COVID - 19 - Rebelote pour la fermeture des gymnases


Suite à l'annonce avant-hier du Ministre de la Santé Olivier Véran en réponse à la recrudescence de l'épidémie, certaines régions devront faire face à des restrictions supplémentaires, dont la fermeture des gymnases.


Cette annonce a pris de cours bon nombre des institutions qui gèrent ces gymnases, et, en ce vendredi soir, veille de week-end, souvent synonyme d'activité sportive, régnait encore un flou concernant les tenants et les aboutissants de cette mesure.


Pour les régions qui ne sont pas en zone d'alerte renforcée (voir la carte ici pour savoir si votre département est impacté), la mesure n'a pas d'incidence directe - pour le moment en tous cas. Pour les autres, la mesure de fermeture des salles de sport et des gymnases est déjà effective dans certaines régions, où les préfets - les seuls habilités à interdire les fermetures de gymnases, en accord avec les mairies, ont déjà fait appliquer la mesure. Mais dans d'autres villes, la décision n'est pas encore officiellement annoncée - ou effective. Du coté de la FFbaD, pas de communication non plus sur les incidences de cette mesure ou son application.


En tout état de cause, cette annonce de 15 jours de disette sportive rappelle celle du confinement, qui avait aussi commencé par une période similaire, avant d'être prolongée à plusieurs reprises. Ce qui pourrait être le cas encore une fois, si l'épidémie continuait à se développer - les derniers chiffres de contaminations parus jeudi soir faisaient état d'un nouveau record à plus de 16 000 cas.


Différence notable avec le mois de mars : l'accueil de cette mesure par nombre de professionnels - des sportifs, mais également des scientifiques et médecins, qui expriment pour certains leur interrogation quant au bien-fondé de l'interdiction de l'activité sportive en gymnase. Notamment car cette dernière génère bien souvent une immunité plus efficace contre les virus en général.

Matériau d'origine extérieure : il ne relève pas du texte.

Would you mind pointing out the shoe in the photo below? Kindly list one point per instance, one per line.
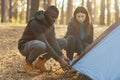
(40, 64)
(29, 69)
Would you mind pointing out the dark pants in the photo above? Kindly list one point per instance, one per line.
(35, 48)
(74, 45)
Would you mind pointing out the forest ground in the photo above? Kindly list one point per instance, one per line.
(11, 67)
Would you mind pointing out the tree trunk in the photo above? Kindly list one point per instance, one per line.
(10, 11)
(69, 10)
(3, 11)
(89, 7)
(102, 14)
(34, 7)
(108, 12)
(28, 10)
(47, 3)
(62, 14)
(116, 10)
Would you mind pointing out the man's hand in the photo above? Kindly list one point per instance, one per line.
(63, 63)
(65, 58)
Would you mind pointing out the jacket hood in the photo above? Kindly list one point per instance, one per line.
(39, 16)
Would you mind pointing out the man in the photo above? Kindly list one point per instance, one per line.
(38, 38)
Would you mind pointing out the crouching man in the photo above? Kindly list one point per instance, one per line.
(39, 38)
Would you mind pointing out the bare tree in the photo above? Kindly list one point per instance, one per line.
(28, 10)
(108, 12)
(62, 13)
(102, 13)
(10, 10)
(34, 7)
(82, 3)
(3, 12)
(116, 10)
(69, 10)
(46, 3)
(89, 7)
(15, 10)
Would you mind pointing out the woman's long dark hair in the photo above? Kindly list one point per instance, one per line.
(82, 9)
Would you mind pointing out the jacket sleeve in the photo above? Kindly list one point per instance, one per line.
(90, 36)
(53, 42)
(39, 35)
(50, 49)
(69, 30)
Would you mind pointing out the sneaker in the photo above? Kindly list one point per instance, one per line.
(29, 69)
(40, 64)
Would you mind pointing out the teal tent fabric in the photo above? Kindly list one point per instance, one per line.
(102, 62)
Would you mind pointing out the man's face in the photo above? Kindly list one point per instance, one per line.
(80, 17)
(52, 16)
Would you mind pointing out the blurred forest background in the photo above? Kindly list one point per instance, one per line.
(14, 14)
(102, 12)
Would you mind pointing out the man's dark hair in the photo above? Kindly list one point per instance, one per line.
(52, 8)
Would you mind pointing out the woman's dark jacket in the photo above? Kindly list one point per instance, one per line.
(74, 30)
(38, 28)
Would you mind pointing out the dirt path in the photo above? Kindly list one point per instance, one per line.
(10, 59)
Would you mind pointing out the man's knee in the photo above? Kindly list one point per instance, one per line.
(38, 45)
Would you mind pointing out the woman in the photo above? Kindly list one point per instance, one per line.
(79, 32)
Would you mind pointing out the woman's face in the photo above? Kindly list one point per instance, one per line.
(80, 17)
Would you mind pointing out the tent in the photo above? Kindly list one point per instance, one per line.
(101, 60)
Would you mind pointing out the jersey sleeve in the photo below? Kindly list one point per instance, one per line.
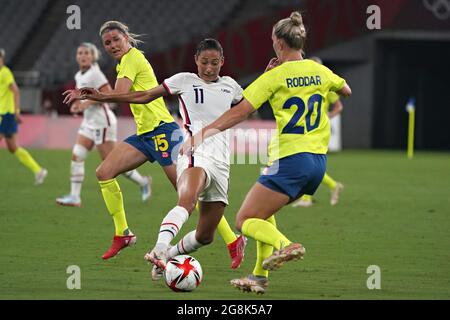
(98, 79)
(332, 97)
(8, 77)
(174, 84)
(260, 90)
(127, 68)
(336, 83)
(237, 93)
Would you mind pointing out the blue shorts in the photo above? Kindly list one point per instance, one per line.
(161, 144)
(8, 125)
(295, 175)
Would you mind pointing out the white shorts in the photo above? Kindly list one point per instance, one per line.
(217, 177)
(99, 135)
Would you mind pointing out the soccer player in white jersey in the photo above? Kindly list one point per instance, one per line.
(99, 127)
(203, 97)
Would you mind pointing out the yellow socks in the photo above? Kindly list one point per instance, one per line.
(329, 182)
(27, 160)
(264, 231)
(306, 197)
(262, 252)
(225, 231)
(114, 202)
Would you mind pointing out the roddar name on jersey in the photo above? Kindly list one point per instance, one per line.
(303, 81)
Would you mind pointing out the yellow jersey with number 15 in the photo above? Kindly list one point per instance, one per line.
(297, 92)
(6, 95)
(134, 66)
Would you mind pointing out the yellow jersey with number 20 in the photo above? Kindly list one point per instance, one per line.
(135, 67)
(297, 92)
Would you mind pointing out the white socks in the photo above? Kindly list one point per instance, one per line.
(185, 246)
(76, 177)
(171, 225)
(136, 177)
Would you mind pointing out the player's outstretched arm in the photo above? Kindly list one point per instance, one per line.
(345, 91)
(138, 97)
(229, 119)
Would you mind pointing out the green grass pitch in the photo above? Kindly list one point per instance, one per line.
(393, 213)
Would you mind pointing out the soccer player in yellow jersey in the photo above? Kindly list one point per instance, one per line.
(157, 135)
(157, 132)
(203, 97)
(296, 89)
(10, 117)
(334, 186)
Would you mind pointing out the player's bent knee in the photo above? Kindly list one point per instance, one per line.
(239, 223)
(188, 203)
(102, 174)
(79, 152)
(205, 239)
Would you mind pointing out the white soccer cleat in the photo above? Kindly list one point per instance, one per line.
(294, 251)
(69, 201)
(157, 273)
(302, 203)
(251, 283)
(40, 176)
(146, 190)
(335, 193)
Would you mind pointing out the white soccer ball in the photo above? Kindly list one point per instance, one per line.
(183, 273)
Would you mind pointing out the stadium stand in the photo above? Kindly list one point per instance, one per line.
(13, 34)
(162, 25)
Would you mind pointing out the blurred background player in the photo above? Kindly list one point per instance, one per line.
(203, 97)
(10, 118)
(333, 106)
(297, 153)
(99, 127)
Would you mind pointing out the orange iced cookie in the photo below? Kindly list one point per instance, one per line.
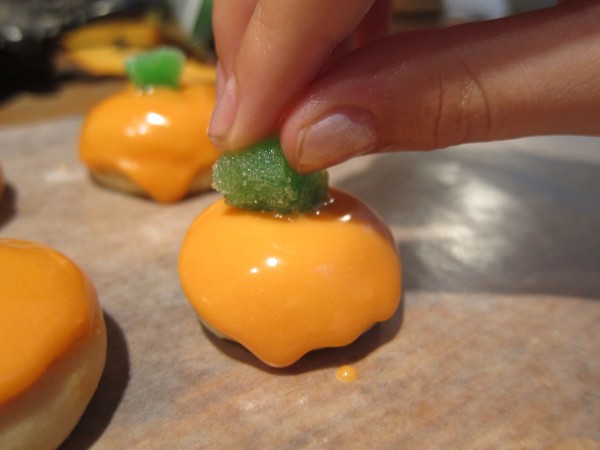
(52, 345)
(151, 139)
(283, 284)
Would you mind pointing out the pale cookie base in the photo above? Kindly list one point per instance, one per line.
(116, 180)
(44, 416)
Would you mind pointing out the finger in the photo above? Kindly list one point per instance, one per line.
(284, 48)
(525, 75)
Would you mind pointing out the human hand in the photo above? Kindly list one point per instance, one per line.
(535, 73)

Avec, pour argument supplémentaire, qu'il n'y a pas de corrélation prouvée entre la pratique sportive et la diffusion du virus, surtout lorsque les mesures barrière sont correctement appliquées.


A Paris, notamment, les responsables politiques ont envoyé une lettre aux responsables des sections sportives où ils remettent en cause cette décision, même s'ils entendent dans un premier temps l'appliquer :


"Comme vous, nous avons appris hier soir la décision brutale de la fermeture des salles de sports et des gymnases annoncée par le Ministre de la Santé pour faire face à la situation sanitaire qui s’aggrave à Paris et en Ile-de-France. Aucun chiffre et aucune alerte particulière sur le potentiel « contaminant » des installations et activités sportives ne nous sont remontées. Cette décision va à l’encontre de notre souhait d’adapter nos activités à la situation particulière que nous vivons. Comme vous, nous sommes inquiets quant à la poursuite des activités sportives à Paris." explique ainsi Pierre RABADAN, Adjoint à la Maire de Paris, chargé du sport.


D'autres - parmi lesquels des médecins également, dont ceux au contact des personnes en danger - font état de leur vive préoccupation face au nombre d'hospitalisations et à la tension dans le milieu hospitalier et tendent à approuver la fermeture des espaces en intérieur où le port du masque est compliqué.


Les débats sont lancés, mais les volants, eux, risquent fort de rester dans leurs boites pour un petit moment, d'autant que la pratique en extérieur - l'Air Badminton par exemple - sera sans doute moins facile avec l'automne qui débarque dans l'hexagone.


DERNIERE MINUTE


"Les gymnases et les piscines pourront rester ouverts aux mineurs qui pratiquent le sport en clubs et en associations, ainsi qu'aux sportifs de haut niveau et aux étudiants STAPS, a fait savoir vendredi le ministère des Sports à l'AFP, à l'issue d'une réunion avec les acteurs du monde sportif."